The taxation on marginal profits from repurchase agreements of bonds or securities is imposed by considering certain profits paid in return for repurchase by offering an opportunity to use money from the time of repurchase to the time when the conditions of repurchase are fulfilled by selling and buying "bonds or securities" as collateral for repurchase. Since the payment received by customers after giving the Plaintiff an opportunity to use them as collateral is limited to the amount equivalent to the UN interest, and the futures exchange marginal profits cannot be included in this, it is difficult to view the exchange marginal profits as bonds or securities with repurchase agreement marginal profits or similar thereto.
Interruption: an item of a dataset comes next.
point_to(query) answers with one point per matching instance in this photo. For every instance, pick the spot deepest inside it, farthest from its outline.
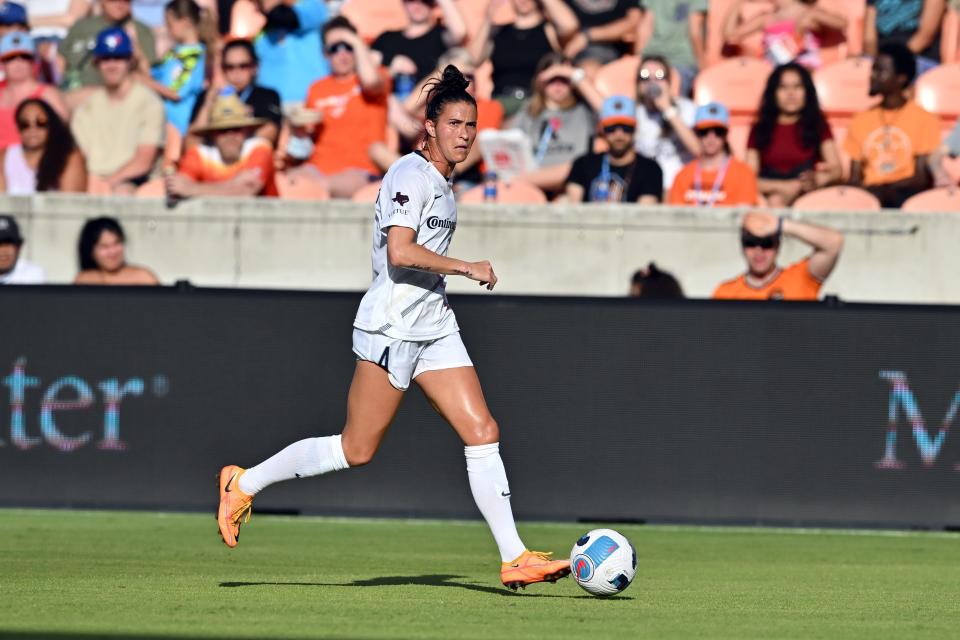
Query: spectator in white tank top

Even if the exchange marginal profits from repurchase agreements of bonds or securities are similar to the exchange marginal profits from repurchase agreements of bonds or securities, it is difficult to regard the exchange marginal profits from repurchase agreements of securities as collateral under Article 16 (1) 9 of the Income Tax Act and Article 24 of the Enforcement Decree of the same Act are subject to the profit margin from repurchase, and it can not be allowed to interpret them as interest income in light of the principle of no taxation without law.

(4) The theory of lawsuit

Therefore, the instant disposition, based on the premise that the profit accrued from the gift exchange transaction of this case constitutes interest income under Article 16 (1) 13 of the Income Tax Act, is unlawful without further review.

3. Conclusion

Therefore, the judgment of the first instance court is legitimate, and the defendant's appeal is dismissed as it is without merit. It is so decided as per Disposition.